É clichê, mas irresistível. Ir ao Brasil é sinônimo de crônica de viagem. Crônica de trajeto de viagem, talvez. Cada detalhe tem um significado diferente quando o caminho tomado é o caminho da casa que você não vê há tempos. Da sobrinha que já fala mais do que a boneca Emília. Da cidade familiar para você, mas estranhamente diferente para quem não nasceu lá. Dos pais, irmãos, avós, tios, primos, amigos, cheiros, gostos, clima, cores e sons dos quais se passa muito tempo longe. Mas que permanecem todo tempo ao seu lado, não importa onde você esteja.
Para alguns, o brasileiro é demasiado saudosista. Não é culpa nossa se a língua portuguesa - ou brasileira, como a chamam na França - é a única a possuir a palavra "saudade". Não é como o "tu me manques", que fala de sentir falta. É saudade. Fácil de entender e difícil de explicar. Uma vez, no curso de francês, a professora pediu para cada um escolher um termo de sua língua e traduzi-lo para a classe. Escolhi "saudade". Não foi fácil. Tentei fazer jus à beleza da palavra, mas certamente diversos de seus sentidos me escaparam.
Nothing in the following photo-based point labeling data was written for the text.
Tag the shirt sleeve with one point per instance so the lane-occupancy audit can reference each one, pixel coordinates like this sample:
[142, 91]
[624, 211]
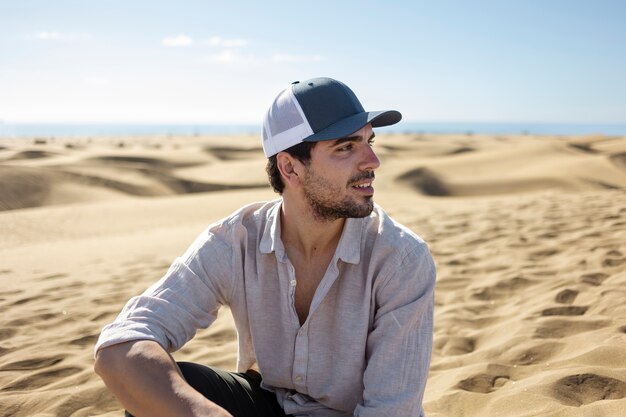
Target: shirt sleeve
[185, 299]
[400, 344]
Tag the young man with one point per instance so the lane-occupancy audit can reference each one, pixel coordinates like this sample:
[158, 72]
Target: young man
[332, 299]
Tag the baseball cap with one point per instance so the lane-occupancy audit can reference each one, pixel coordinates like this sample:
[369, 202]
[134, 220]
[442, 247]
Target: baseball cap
[315, 110]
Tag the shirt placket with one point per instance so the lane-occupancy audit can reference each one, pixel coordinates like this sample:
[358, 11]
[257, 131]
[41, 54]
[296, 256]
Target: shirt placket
[301, 350]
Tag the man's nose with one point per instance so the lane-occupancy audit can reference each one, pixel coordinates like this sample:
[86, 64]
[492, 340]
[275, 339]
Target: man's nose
[370, 160]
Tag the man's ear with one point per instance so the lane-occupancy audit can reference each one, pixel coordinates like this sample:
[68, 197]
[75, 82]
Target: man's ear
[289, 168]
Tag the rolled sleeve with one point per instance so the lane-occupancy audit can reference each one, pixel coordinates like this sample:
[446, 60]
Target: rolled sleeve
[400, 344]
[186, 299]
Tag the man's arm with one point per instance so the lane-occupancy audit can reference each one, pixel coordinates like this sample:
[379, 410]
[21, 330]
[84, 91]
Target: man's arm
[147, 382]
[400, 343]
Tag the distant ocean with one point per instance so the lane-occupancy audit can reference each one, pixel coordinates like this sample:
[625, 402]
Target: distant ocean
[23, 130]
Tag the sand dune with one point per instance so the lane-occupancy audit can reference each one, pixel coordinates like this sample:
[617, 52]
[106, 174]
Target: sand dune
[529, 235]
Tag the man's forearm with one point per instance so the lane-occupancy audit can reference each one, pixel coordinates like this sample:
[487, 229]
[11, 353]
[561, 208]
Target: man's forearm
[147, 382]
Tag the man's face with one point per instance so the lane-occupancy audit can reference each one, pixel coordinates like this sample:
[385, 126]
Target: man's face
[339, 177]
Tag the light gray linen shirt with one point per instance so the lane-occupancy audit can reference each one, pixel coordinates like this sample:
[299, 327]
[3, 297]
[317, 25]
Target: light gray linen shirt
[365, 347]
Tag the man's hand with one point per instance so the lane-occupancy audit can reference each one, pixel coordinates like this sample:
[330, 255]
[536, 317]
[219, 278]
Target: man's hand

No avião, olho pela janela. Prefiro os vôos diurnos aos noturnos, mesmo que seja mais difícil descansar, pois adoro observar o céu e o tapete de nuvens. Nuvens que vão mudando de formato à medida que nos aproximamos do Brasil, onde parecem menos densas. Ainda mais quando se chega ao país exatamente no carnaval, época em que tudo está mais leve, mais solto e mais alegre. O carnaval talvez seja o auge da brasilidade. Sé é que podemos definir uma só brasilidade, em um país do tamanho de toda a Europa. Enfim, é esse espírito carnavalesco, feliz e descontraído, o que mais me faz falta do outro lado do Atlântico.
Olho mais uma vez pela janela e, ça y est, começamos a sobrevoar o Brasil. No iPod, coloco pra tocar Pavão Mysteriozo, do Ednardo. Minha primeira memória musical, de quando tinha 2 ou 3 anos. Música que guardo apenas para ocasiões muito especiais. Fico emocionado. Sempre fico quando volto, mas dessa vez é especial, e eu nem sei bem dizer o porquê. Mais uma vez, não dá pra explicar a saudade. Talvez seja realmente muito complexo. Ou talvez seja apenas isso mesmo.